Il mondo è in recessione, dice senza ombra di dubbio Kristalina Georgieva. Pur senza sbilanciarsi sull'ampiezza del rallentamento il direttore generale del Fondo Monetario Internazionale avverte: potrebbe essere come o peggio del 2009. Parole da brivido alle quali fa eco l'appello dell'Ocse a fare presto e spendere ora per evitare conseguenze tragiche, considerato che il pil globale perde due punti percentuali per ogni mese di misure di contenimento. Gli allarmi lanciati dalle due organizzazioni internazionali si sommano ai dati economici da brivido che arrivano dalle due sponde dell'Atlantico e all'impasse sui 'coronabond'. Il risultato è un nuovo tonfo delle borse, con l'Europa tutta in rosso e Londra maglia nera in calo del 5,25%. Piazza Affari chiude perdendo il 3,15% appesantita dalle banche e dallo spread in rialzo a 180. Sulla seduta a Milano arrivano come una doccia fredda i dati dell'Istat e le stime di Prometeia.
In base alle stime dell'Istituto Nazionale di Statistica la fiducia di imprese e consumatori in marzo regista una "forte diminuzione" a valori che non si vedevano dal giugno 2013 e dal gennaio 2015. Prometeia invece prevede una contrazione dell'economia italiana del 6,5% nel 2020 con un deficit al 6,6% del pil e un debito al 150%. Il 2021 sarà però l'anno del rimbalzo anche se graduale: il pil salirà del 3,3% il prossimo anni, per poi segnare un +1,2% nel 2022. Chiude in calo anche Wall Street, dove il Dow Jones perde il 4,12% ma riesce ad archiviare la settimana in rialzo del 13%: si tratta del maggior rialzo settimanale dal 1938. Fra gli investitori sembra essere svanita l'euforia per il piano di aiuti da 2.000 miliardi di dollari per l'economia americana, lasciando spazio al riaccendersi dei timori sulla diffusione del coronavirus negli Stati Uniti che, superata la Cina, volano verso i 100.000 casi. Il crollo della fiducia dei consumatori in marzo scesa ai minimi dal 2009 e le stime di S&P, che vede gli States già in recessione con un pil in calo del 12,7% nel secondo trimestre, innervosiscono gli investitori, preoccupati sull'adeguatezza del piano di aiuti approvato dal Congresso e firmato, tramutandolo di fatto in legge, da Donald Trump.

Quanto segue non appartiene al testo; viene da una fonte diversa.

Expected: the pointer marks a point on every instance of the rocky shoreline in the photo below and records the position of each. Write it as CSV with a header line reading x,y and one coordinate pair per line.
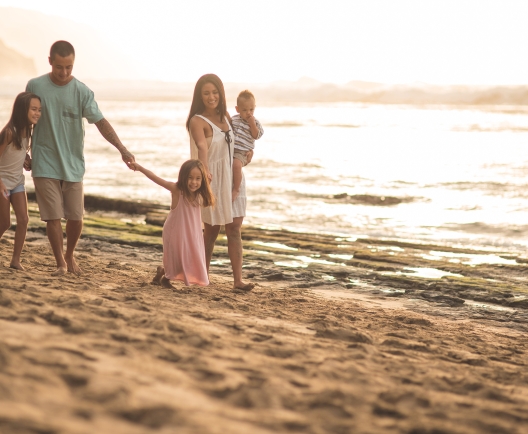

"E' un'arma potente che si va ad aggiungere alle misure della Fed", dice Georgieva. Un'arma che va bene per gli americani e per il resto del mondo, aggiunge senza però nascondere la gravità della situazione a livello globale. Il Fondo - spiega Georgieva - ha ricevuto già richieste di aiuto da 80 paesi e stima in almeno 2.500 miliardi di dollari le necessità finanziarie delle economie emergenti. "Vinceremo la guerra e l'economia tornerà a correre", dice sicuro il segretario al Tesoro americano, Steven Mnuchin, ritenendo possibile una crescita al 5% nel quarto trimestre.
Poi rassicura: "Spenderemo quanto è necessario per tutelare gli americani". Parole incoraggianti ma che lasciano scettici gli analisti: "Vogliamo vedere il picco dei casi, da quel punto potrà partire il conto alla rovescia per la riapertura" dell'economia. Secondo gli osservatori non va dimenticato neanche l'impatto del paino di stimoli sui conti pubblici americani: William Foster di Moody's prevede un deficit federale al 10-12%, rispetto al 4,9% del pil pre-coronavirus stimato dal Congressional Budget Office. Fitch prevede un deficit ancora più in alto, al 13%. Si tratta di numeri superiori a quelli del record precedente post-Seconda Guerra Mondiale stabilito nel 2009, quando il era al 9,8% del pil.
I cali a Wall Street sono generalizzati. Boeing crolla del 10,27% dopo aver detto al governo di non aver bisogno del suo salvataggio. In forte calo anche le compagnie per crociere, escluse all'ultimo minuto dal pacchetto di aiuti del Congresso. Carnival perde il 19,14%, Royal Carribean il 15,05%. Pesante anche il petrolio: a New York che chiude a New York sotto i 22 dollari al barile. Un calo dettato dall'attesa caduta libera della domanda mondiale con i trasporti aerei fermi e più di un miliardo e mezzo di persone costrette a casa.